Lack of knowledge among farmers is likely to accelerate the transmission of T. vitulorum based upon specific life cycle traits including dormancy of larvae in cows and galactogenic transmission. To protect cattle from T. vitulorum infection, farming conditions must be improved in addition to the use of anthelmintics or alternative control strategies including the control of dams.  Once the infection is present in a herd, it is very difficult to eliminate the infection, due to the fact that cows serve as a reservoir of larval stages and infect their calves via milk, while eggs can survive for at least two years on pasture or in stables.
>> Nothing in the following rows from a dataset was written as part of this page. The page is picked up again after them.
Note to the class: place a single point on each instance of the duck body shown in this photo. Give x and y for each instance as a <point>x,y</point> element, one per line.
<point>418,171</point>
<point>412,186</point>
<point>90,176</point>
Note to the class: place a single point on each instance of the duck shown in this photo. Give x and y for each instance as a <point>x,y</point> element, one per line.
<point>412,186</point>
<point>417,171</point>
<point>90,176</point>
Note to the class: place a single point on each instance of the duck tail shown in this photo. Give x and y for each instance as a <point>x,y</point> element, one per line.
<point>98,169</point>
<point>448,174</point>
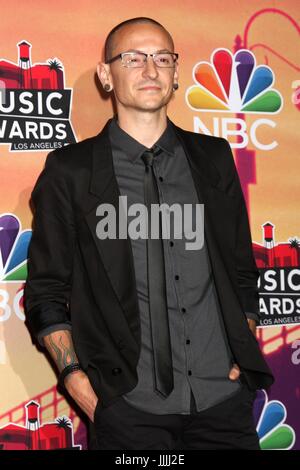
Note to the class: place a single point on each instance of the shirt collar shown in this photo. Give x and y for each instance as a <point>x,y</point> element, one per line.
<point>120,140</point>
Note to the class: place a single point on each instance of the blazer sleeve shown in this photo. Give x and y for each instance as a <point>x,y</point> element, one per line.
<point>51,249</point>
<point>247,272</point>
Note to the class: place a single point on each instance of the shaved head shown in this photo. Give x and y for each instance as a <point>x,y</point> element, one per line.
<point>112,37</point>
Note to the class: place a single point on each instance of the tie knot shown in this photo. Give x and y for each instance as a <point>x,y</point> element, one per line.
<point>149,155</point>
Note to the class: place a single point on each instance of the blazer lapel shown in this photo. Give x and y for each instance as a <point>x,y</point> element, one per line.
<point>116,254</point>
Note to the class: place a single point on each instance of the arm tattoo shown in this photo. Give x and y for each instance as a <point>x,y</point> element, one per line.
<point>63,354</point>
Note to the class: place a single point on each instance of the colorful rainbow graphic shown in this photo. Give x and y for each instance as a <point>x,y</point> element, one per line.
<point>233,83</point>
<point>13,249</point>
<point>272,431</point>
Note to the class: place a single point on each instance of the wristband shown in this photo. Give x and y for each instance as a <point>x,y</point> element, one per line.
<point>66,371</point>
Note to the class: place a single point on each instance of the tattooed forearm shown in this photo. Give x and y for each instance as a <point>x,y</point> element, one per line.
<point>60,346</point>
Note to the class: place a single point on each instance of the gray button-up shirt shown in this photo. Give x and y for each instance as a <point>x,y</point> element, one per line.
<point>200,351</point>
<point>201,355</point>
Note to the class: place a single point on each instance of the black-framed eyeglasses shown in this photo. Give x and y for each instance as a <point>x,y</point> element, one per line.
<point>138,59</point>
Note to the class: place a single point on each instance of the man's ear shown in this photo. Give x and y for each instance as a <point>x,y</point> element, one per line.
<point>176,73</point>
<point>103,72</point>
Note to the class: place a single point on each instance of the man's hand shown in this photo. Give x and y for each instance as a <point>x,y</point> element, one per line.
<point>60,346</point>
<point>235,371</point>
<point>79,387</point>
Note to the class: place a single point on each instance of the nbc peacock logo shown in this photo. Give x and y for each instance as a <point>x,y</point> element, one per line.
<point>234,84</point>
<point>14,244</point>
<point>270,416</point>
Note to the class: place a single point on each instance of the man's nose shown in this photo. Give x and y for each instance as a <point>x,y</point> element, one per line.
<point>150,68</point>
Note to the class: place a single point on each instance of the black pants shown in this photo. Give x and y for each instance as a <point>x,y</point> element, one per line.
<point>227,425</point>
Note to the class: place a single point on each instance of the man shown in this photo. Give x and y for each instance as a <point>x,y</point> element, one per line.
<point>156,343</point>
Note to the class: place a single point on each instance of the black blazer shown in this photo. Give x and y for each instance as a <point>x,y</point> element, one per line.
<point>74,276</point>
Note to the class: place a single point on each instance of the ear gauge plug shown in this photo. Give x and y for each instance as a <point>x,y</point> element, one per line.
<point>107,87</point>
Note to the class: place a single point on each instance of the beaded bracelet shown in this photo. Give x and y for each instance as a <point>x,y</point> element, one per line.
<point>66,371</point>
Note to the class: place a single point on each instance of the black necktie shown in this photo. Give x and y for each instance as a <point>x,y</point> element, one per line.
<point>162,354</point>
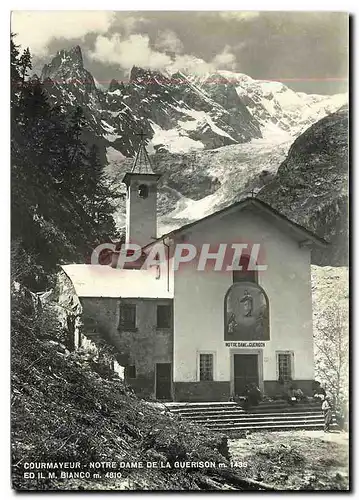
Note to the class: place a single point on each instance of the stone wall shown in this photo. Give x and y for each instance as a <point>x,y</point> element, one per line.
<point>143,347</point>
<point>201,391</point>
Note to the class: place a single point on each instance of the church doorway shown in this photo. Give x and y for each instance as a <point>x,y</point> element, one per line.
<point>245,371</point>
<point>163,381</point>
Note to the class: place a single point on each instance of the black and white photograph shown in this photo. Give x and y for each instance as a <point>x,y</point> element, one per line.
<point>179,250</point>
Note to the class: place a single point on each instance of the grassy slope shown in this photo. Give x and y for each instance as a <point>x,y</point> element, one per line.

If calves are treated when 10 days old with an anthelmintic effective against immature parasites, reinfection by the transmammary route is unlikely to recur. Consequently, there will be no contamination of the environment with eggs and the pathogenic effects of large numbers of immature parasites and mature parasites, will be precluded. There are, therefore, two advantages to treating calves with an appropriate anthelmintic when 10-14 days old. To handle the endemic problem of T. vitulorum, treat the herd with Ivermectin (0.2 mg kg-1 subcutaneously) and Febendazole (7.5 mg kg-1 orally) to be repeated in a fortnight thereafter, especially in calves within their first few days of life and thereafter. This treatment schedule should be continued for at least five consecutive years. However, anthelmintic treatment of adult cattle is usually ineffective due to the drug’s inability to reach the hypobiosed larvae but pregnant cows should be dewormed some three (3) weeks before parturition to guard against prenatal infection When levamisole was injected into pregnant buffalo cows between 7 and 8 months of pregnancy or 21 days before the parturition day, the level of infection of calves was reduced but this did not eliminate the infection.